Operations on polygon maps:

The most frequently used operation on polygon maps is probably the Polygons to Raster operation which rasterizes a polygon map. During this operation, you have to select or create a georeference for the raster map to define the size of the pixels in the raster map. Another operation on polygon maps is for instance Attribute map of polygon map.

You can perform operations on a polygon map by selecting an operation from the Operation-list or from the Operations menu (for other methods, see How to start operations). Subsequently, fill out the appearing dialog box of that operation and click the OK button; this generates an ILWIS expression on the command line. Output objects that are obtained through an operation's dialog box are always dependent. Advanced users can type the complete ILWIS expressions on the command line of the Main window or create a script to execute a series of expressions.

For more information on dependent maps, see Basic concepts : dependent data objects. For more information on operations, refer to ILWIS operations.

Technical information:

An ILWIS 3 polygon map consists of an ASCII object definition file (.MPA) and two binary data files (.MPAP#, .MPAT#). The object definition file contains further references to the domain and the coordinate system that the polygon map is using; these are properties of a polygon map.

When opening or displaying an ILWIS 2 polygon map, the ILWIS 2 data files of the polygon map (.PC#, .PD#, .PL#, .PS#, .TP#) will be used. Only when an ILWIS 2 polygon map is edited, the map will be converted to and saved in the new ILWIS 3 data file format for polygon maps (.MPAP#, .MPAT#).

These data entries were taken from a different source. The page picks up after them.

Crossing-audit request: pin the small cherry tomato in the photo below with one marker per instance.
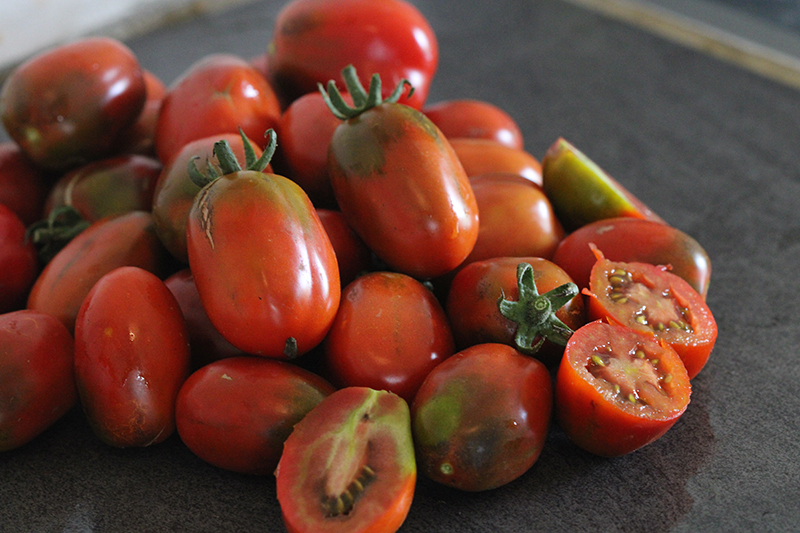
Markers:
(618, 390)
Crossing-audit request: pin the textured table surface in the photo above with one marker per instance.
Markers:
(712, 148)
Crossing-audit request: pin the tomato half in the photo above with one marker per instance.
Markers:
(618, 390)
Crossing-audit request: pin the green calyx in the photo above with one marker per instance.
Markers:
(228, 164)
(362, 99)
(535, 314)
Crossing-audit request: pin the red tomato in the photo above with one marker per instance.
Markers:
(313, 40)
(348, 466)
(637, 240)
(480, 419)
(69, 105)
(236, 413)
(618, 390)
(131, 358)
(37, 384)
(652, 300)
(475, 119)
(389, 333)
(218, 94)
(18, 262)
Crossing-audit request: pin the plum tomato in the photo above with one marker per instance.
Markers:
(581, 192)
(131, 357)
(69, 105)
(37, 383)
(218, 94)
(652, 300)
(480, 419)
(475, 119)
(313, 40)
(389, 333)
(236, 413)
(349, 466)
(618, 390)
(399, 183)
(636, 240)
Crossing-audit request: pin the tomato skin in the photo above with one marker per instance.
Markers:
(313, 40)
(480, 419)
(389, 333)
(37, 384)
(263, 264)
(402, 189)
(219, 93)
(637, 240)
(587, 408)
(131, 358)
(236, 413)
(70, 104)
(475, 119)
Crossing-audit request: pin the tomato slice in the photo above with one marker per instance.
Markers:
(618, 390)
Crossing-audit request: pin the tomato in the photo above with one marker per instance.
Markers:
(37, 384)
(218, 94)
(481, 418)
(348, 466)
(475, 119)
(125, 240)
(175, 190)
(637, 240)
(618, 390)
(107, 187)
(582, 192)
(314, 39)
(484, 156)
(475, 317)
(389, 333)
(69, 105)
(652, 300)
(263, 264)
(131, 357)
(18, 262)
(236, 413)
(400, 185)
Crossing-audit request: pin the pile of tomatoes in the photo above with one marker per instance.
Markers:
(304, 268)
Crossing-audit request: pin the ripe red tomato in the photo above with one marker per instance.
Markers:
(475, 119)
(480, 419)
(348, 466)
(131, 357)
(37, 384)
(218, 94)
(313, 40)
(618, 390)
(69, 105)
(236, 413)
(389, 333)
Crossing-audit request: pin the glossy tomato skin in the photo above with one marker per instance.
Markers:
(313, 40)
(37, 383)
(638, 240)
(480, 419)
(356, 441)
(220, 93)
(389, 333)
(69, 105)
(475, 119)
(652, 389)
(263, 264)
(131, 358)
(125, 240)
(18, 262)
(236, 413)
(403, 190)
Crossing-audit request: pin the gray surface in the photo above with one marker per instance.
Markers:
(711, 148)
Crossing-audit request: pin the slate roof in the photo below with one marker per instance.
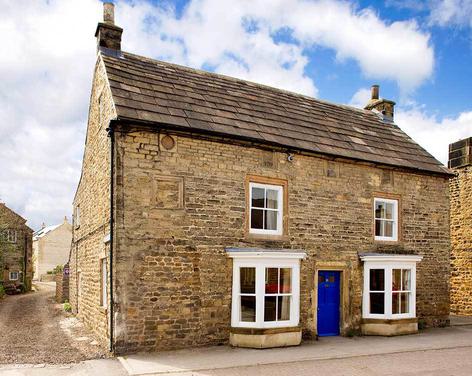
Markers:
(158, 92)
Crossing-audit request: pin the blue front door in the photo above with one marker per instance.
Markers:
(328, 303)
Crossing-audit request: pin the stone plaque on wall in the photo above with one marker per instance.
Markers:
(168, 192)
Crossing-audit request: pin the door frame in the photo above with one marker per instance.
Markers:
(343, 270)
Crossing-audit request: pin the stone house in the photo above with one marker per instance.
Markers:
(460, 161)
(212, 210)
(15, 250)
(51, 247)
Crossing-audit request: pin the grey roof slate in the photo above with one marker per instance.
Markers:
(158, 92)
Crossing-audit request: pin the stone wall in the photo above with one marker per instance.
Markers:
(62, 285)
(177, 209)
(461, 241)
(17, 256)
(52, 249)
(93, 195)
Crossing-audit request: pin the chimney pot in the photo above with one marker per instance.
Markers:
(375, 92)
(109, 13)
(384, 106)
(108, 34)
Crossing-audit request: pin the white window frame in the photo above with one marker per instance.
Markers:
(11, 236)
(279, 210)
(77, 216)
(260, 260)
(103, 283)
(394, 236)
(388, 263)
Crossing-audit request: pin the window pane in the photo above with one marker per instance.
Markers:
(272, 276)
(406, 280)
(271, 201)
(388, 211)
(270, 220)
(388, 228)
(405, 302)
(377, 303)
(379, 210)
(395, 303)
(257, 220)
(270, 303)
(396, 279)
(378, 228)
(285, 280)
(377, 279)
(283, 308)
(258, 197)
(248, 308)
(248, 280)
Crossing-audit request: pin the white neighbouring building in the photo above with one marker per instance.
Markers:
(51, 247)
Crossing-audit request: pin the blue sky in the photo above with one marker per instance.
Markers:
(419, 52)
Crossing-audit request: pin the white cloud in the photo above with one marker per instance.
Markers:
(360, 98)
(46, 69)
(214, 33)
(432, 133)
(49, 53)
(429, 131)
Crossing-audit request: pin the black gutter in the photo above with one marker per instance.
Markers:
(111, 134)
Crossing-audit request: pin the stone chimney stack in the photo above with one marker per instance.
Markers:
(108, 34)
(384, 106)
(460, 153)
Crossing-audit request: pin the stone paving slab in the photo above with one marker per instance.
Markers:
(221, 357)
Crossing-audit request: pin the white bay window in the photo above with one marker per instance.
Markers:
(266, 288)
(389, 286)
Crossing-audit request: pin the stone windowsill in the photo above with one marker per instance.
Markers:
(264, 331)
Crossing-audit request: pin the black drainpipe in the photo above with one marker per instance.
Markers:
(111, 134)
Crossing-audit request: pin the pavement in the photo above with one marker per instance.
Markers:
(439, 351)
(34, 329)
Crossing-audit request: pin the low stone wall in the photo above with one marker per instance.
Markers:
(47, 278)
(62, 286)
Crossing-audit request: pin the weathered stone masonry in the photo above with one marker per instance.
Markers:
(174, 288)
(92, 197)
(461, 230)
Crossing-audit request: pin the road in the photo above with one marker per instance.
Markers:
(33, 330)
(450, 362)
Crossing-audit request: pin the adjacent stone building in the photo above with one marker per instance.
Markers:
(51, 248)
(15, 251)
(212, 210)
(460, 161)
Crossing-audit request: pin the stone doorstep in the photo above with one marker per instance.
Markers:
(221, 357)
(460, 320)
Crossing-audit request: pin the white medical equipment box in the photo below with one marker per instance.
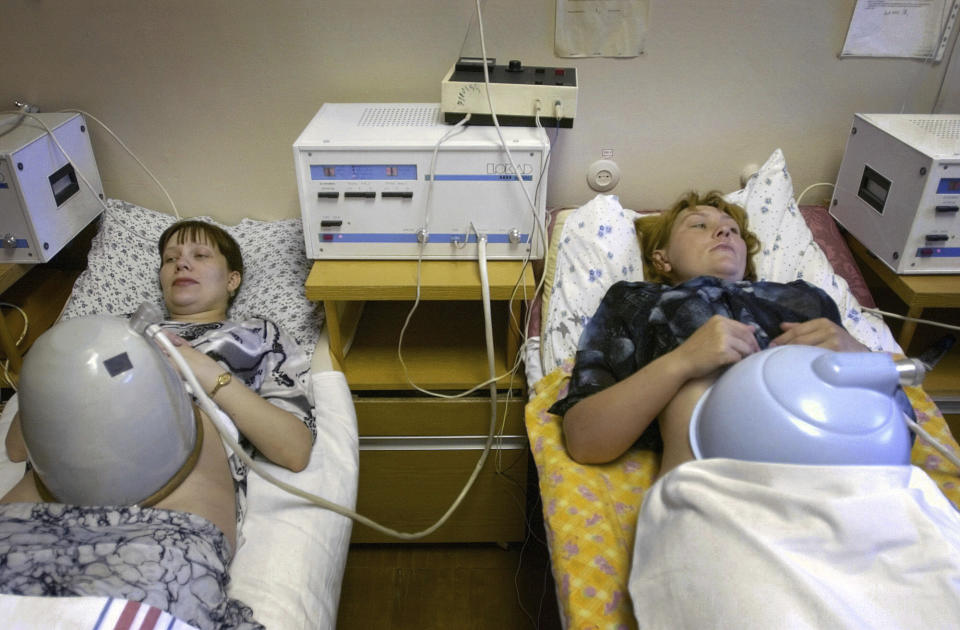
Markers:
(898, 190)
(43, 201)
(380, 180)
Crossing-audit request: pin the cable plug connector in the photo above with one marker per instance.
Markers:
(26, 108)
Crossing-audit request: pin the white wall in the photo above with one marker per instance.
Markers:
(211, 94)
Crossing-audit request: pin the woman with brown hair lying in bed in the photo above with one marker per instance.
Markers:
(257, 375)
(653, 348)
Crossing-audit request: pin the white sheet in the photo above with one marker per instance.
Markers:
(290, 567)
(723, 543)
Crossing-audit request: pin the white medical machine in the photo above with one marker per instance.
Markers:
(898, 190)
(378, 180)
(44, 202)
(517, 91)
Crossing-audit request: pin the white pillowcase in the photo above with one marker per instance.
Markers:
(123, 264)
(789, 251)
(598, 247)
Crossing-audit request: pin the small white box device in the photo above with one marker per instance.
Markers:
(43, 202)
(898, 190)
(375, 181)
(515, 90)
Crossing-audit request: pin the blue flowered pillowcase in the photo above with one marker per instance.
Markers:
(595, 247)
(790, 252)
(123, 263)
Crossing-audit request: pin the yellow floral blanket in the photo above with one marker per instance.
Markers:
(590, 512)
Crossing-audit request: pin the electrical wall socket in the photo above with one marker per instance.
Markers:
(603, 175)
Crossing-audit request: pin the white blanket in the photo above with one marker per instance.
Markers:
(723, 543)
(290, 567)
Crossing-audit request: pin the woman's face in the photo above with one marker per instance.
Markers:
(704, 241)
(195, 279)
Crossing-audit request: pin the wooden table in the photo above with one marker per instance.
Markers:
(919, 293)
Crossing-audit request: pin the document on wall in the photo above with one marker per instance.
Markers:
(601, 28)
(900, 28)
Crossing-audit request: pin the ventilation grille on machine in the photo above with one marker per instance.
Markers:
(942, 128)
(402, 116)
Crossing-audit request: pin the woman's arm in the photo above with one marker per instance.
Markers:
(278, 434)
(604, 425)
(16, 449)
(820, 332)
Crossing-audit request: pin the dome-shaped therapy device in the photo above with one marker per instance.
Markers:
(804, 405)
(105, 417)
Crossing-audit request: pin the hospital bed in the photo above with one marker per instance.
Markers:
(591, 512)
(289, 566)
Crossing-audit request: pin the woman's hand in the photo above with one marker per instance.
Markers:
(718, 342)
(821, 333)
(203, 367)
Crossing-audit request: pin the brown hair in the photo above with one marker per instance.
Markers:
(191, 230)
(653, 231)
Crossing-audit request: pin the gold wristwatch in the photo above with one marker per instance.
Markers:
(222, 381)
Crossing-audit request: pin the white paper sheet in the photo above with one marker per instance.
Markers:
(600, 28)
(900, 28)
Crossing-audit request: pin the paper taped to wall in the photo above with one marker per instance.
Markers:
(600, 28)
(900, 28)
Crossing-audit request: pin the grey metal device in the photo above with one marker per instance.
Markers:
(898, 190)
(44, 202)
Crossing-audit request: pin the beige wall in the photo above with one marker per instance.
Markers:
(211, 94)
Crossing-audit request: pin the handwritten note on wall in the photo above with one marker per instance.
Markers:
(600, 28)
(900, 28)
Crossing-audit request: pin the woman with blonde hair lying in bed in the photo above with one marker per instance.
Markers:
(257, 375)
(653, 348)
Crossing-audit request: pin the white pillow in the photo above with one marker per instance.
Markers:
(597, 247)
(123, 263)
(590, 259)
(789, 251)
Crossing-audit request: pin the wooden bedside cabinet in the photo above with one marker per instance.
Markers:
(935, 297)
(416, 450)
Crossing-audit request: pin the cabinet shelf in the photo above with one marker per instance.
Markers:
(444, 347)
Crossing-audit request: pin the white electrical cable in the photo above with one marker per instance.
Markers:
(213, 412)
(877, 311)
(66, 155)
(173, 206)
(929, 439)
(83, 178)
(808, 188)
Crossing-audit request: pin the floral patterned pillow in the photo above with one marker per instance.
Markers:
(790, 252)
(596, 247)
(123, 264)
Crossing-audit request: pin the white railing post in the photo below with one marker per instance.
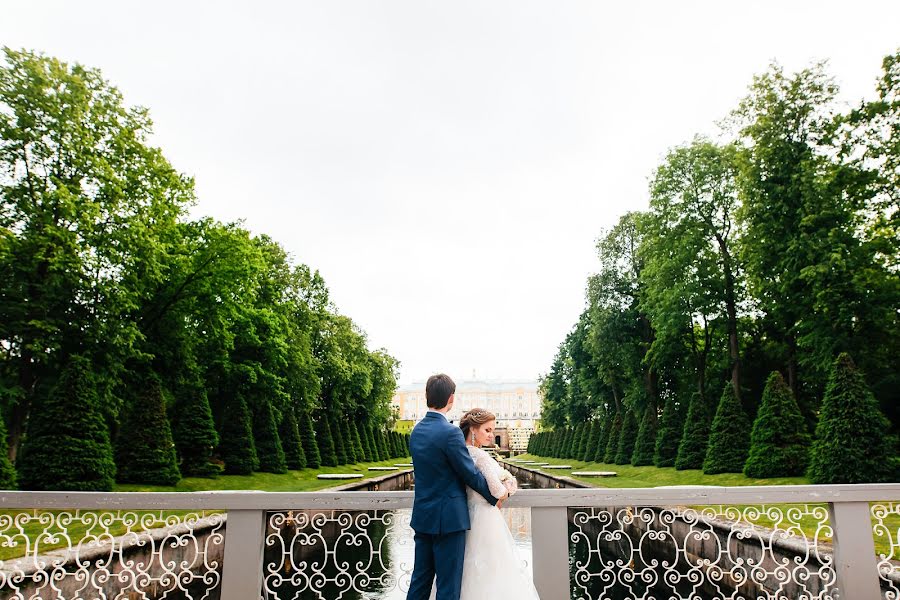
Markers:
(854, 550)
(550, 551)
(242, 567)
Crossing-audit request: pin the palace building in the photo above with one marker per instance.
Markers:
(516, 403)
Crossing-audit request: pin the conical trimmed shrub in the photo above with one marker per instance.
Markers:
(396, 451)
(645, 443)
(373, 441)
(779, 442)
(340, 448)
(671, 427)
(308, 441)
(852, 440)
(347, 436)
(695, 438)
(577, 441)
(603, 438)
(7, 470)
(368, 454)
(268, 444)
(627, 438)
(358, 450)
(289, 433)
(381, 440)
(194, 432)
(145, 452)
(729, 438)
(236, 446)
(326, 442)
(590, 441)
(67, 444)
(612, 441)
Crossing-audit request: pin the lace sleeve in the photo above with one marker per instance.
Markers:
(491, 471)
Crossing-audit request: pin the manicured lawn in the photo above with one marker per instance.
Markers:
(647, 477)
(641, 477)
(16, 539)
(292, 481)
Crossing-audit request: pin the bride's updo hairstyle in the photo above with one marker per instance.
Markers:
(476, 416)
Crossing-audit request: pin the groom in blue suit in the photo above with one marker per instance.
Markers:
(443, 468)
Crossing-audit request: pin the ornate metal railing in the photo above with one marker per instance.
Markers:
(756, 542)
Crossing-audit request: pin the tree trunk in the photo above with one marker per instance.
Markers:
(731, 312)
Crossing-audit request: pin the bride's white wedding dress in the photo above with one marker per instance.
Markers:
(491, 568)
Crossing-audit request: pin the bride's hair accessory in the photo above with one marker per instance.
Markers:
(476, 416)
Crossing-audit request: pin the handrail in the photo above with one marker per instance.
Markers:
(256, 500)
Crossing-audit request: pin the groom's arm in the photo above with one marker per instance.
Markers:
(461, 462)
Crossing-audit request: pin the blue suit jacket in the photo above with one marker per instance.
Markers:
(443, 468)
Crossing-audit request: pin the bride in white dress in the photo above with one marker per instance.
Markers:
(491, 568)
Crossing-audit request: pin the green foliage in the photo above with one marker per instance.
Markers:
(358, 449)
(340, 450)
(144, 451)
(381, 441)
(289, 434)
(308, 441)
(646, 438)
(729, 438)
(668, 437)
(368, 453)
(627, 438)
(7, 470)
(67, 446)
(236, 445)
(100, 257)
(779, 442)
(852, 441)
(326, 442)
(612, 442)
(269, 450)
(695, 437)
(377, 451)
(603, 438)
(589, 447)
(194, 432)
(778, 250)
(347, 438)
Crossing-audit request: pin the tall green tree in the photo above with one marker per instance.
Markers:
(325, 442)
(645, 442)
(692, 275)
(68, 446)
(86, 205)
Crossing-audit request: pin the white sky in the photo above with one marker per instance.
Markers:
(447, 166)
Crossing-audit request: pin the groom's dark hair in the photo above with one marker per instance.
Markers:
(438, 390)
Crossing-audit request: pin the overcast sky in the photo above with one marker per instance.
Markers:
(447, 166)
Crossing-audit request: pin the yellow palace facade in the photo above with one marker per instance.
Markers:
(516, 403)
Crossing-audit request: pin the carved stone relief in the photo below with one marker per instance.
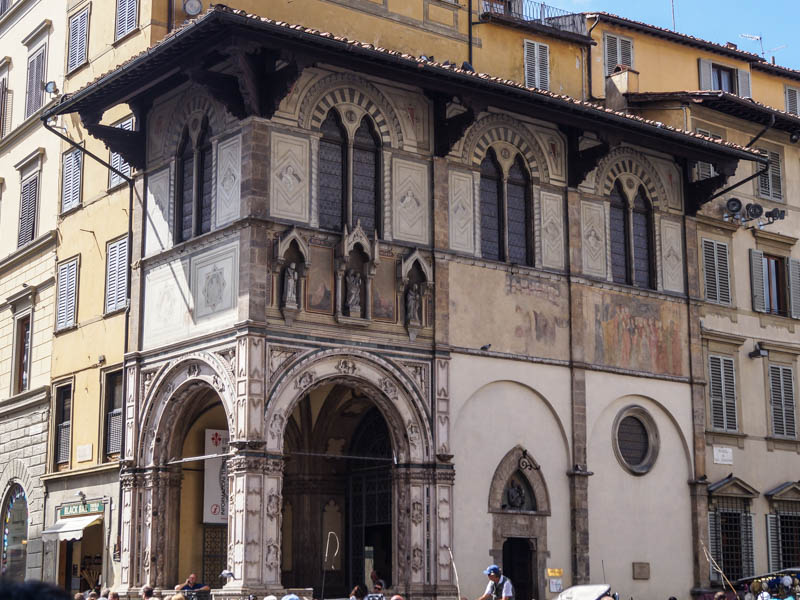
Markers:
(672, 255)
(552, 229)
(461, 212)
(593, 230)
(411, 201)
(229, 158)
(289, 181)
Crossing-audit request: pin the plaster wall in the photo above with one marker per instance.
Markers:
(643, 518)
(497, 404)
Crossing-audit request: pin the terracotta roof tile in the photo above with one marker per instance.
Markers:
(220, 8)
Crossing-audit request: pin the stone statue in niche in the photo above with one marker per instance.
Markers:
(290, 286)
(413, 304)
(353, 301)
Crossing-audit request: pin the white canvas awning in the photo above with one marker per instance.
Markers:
(71, 528)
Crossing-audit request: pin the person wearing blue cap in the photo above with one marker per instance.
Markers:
(499, 587)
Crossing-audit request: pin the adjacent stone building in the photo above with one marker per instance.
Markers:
(416, 309)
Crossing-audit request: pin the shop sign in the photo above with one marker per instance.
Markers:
(555, 572)
(77, 509)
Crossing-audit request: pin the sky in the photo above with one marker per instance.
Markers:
(720, 21)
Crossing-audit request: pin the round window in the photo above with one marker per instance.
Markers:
(635, 440)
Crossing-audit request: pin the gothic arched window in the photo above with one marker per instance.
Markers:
(491, 208)
(332, 175)
(15, 535)
(195, 177)
(365, 178)
(631, 238)
(505, 212)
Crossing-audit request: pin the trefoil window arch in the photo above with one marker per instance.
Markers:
(631, 239)
(506, 218)
(349, 176)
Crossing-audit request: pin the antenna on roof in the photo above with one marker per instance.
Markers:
(754, 38)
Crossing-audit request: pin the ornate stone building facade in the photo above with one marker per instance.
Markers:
(425, 306)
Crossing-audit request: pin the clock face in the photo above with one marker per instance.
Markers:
(192, 7)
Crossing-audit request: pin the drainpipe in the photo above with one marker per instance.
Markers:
(129, 181)
(589, 66)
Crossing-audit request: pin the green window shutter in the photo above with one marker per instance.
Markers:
(773, 543)
(706, 79)
(743, 82)
(530, 63)
(792, 100)
(757, 280)
(612, 52)
(793, 269)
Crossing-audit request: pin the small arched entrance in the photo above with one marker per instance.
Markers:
(338, 486)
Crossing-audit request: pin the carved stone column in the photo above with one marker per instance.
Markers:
(254, 522)
(250, 390)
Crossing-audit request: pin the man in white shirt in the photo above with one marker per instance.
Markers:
(499, 586)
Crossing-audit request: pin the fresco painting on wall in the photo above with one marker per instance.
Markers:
(637, 334)
(384, 295)
(320, 281)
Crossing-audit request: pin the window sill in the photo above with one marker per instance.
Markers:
(785, 444)
(719, 436)
(126, 36)
(115, 312)
(69, 211)
(65, 329)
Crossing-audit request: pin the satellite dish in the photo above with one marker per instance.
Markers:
(192, 7)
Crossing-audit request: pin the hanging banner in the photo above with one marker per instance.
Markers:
(215, 484)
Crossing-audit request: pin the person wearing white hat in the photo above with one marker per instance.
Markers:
(499, 586)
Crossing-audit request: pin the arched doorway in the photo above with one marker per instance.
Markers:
(338, 485)
(15, 534)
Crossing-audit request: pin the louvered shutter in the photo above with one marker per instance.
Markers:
(3, 105)
(792, 100)
(716, 392)
(530, 63)
(793, 272)
(35, 90)
(71, 180)
(625, 52)
(773, 542)
(543, 66)
(714, 544)
(27, 210)
(78, 33)
(775, 176)
(757, 279)
(67, 280)
(116, 275)
(706, 77)
(748, 556)
(612, 53)
(743, 77)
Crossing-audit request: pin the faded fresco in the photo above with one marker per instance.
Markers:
(516, 313)
(384, 295)
(320, 281)
(636, 333)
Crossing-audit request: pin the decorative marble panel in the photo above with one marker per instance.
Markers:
(214, 277)
(410, 201)
(461, 212)
(229, 159)
(672, 255)
(593, 236)
(289, 182)
(158, 220)
(552, 231)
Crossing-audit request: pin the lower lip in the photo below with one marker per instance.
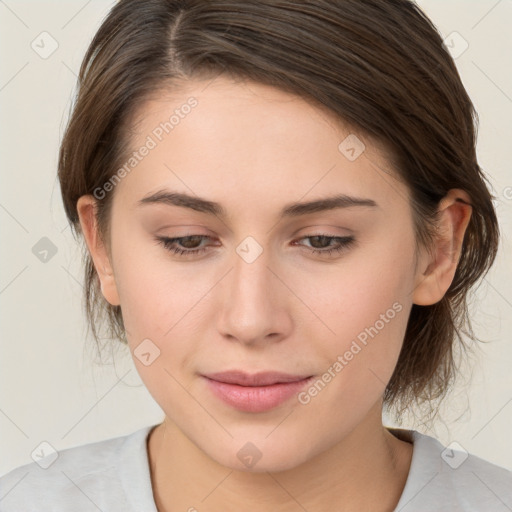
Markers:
(256, 398)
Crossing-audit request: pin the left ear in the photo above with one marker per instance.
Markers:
(436, 267)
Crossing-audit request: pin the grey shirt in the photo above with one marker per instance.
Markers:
(114, 476)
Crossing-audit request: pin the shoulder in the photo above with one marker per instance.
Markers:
(451, 479)
(91, 476)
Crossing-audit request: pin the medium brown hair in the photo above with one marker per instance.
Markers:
(380, 66)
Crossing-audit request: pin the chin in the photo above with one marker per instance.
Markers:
(260, 455)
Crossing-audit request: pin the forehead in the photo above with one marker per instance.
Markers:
(222, 137)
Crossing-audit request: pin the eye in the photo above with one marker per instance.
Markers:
(322, 244)
(190, 245)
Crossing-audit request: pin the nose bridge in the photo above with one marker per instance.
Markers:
(251, 308)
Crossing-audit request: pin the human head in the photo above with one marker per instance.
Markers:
(380, 67)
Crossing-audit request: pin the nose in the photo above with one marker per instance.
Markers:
(255, 308)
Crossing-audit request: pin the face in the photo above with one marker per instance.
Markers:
(258, 285)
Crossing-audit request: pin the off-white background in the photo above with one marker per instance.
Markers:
(50, 388)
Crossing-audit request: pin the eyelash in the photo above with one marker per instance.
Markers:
(344, 243)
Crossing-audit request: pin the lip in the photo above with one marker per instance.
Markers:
(255, 392)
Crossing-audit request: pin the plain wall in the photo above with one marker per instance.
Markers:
(50, 387)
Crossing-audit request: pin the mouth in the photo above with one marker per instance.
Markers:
(255, 392)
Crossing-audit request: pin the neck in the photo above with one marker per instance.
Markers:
(185, 478)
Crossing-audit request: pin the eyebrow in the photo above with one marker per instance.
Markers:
(291, 210)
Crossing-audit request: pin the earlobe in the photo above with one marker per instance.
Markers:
(86, 207)
(436, 269)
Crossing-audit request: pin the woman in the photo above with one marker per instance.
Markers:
(283, 214)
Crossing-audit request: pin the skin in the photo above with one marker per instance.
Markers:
(255, 149)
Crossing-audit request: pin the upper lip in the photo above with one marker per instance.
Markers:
(257, 379)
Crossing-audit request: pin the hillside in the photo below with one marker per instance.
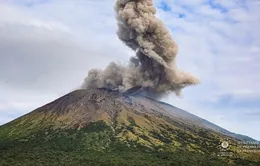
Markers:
(101, 127)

By viewing the properties of a polygon map, you can see whether the map is dependent or not, which other objects the map is using, etc. For dependent maps, you can also manage dependencies: break dependencies, make dependent maps up-to-date, delete the data files of a dependent maps, etc. For more information, see Basic concepts : properties of objects.

A polygon map stores one or more polygons. A polygon is nothing more than one or more segments (see also ILWIS objects : segment maps), which together define the complete boundary of the polygon, and an ID, a class name or a value to identify the polygon.

If you wish, you can open a polygon map as a table: click the polygon map with the right mouse button in the Catalog, and subsequently choose Open as Table from the context-sensitive menu. In the table window, you can view the class names, IDs, or values of all individual polygons in the map, the area of each polygon, and the coordinates of the bounding box around each polygon.

Limitations:

In ILWIS 3.x, limitations for number of polygons per polygon map, number of polygon boundaries per polygon, or number of points per polygon boundary, only depend on vailable memory. However, ILWIS is not designed to work with very large data sets: to speed up processing you may need to split maps into smaller logical parts.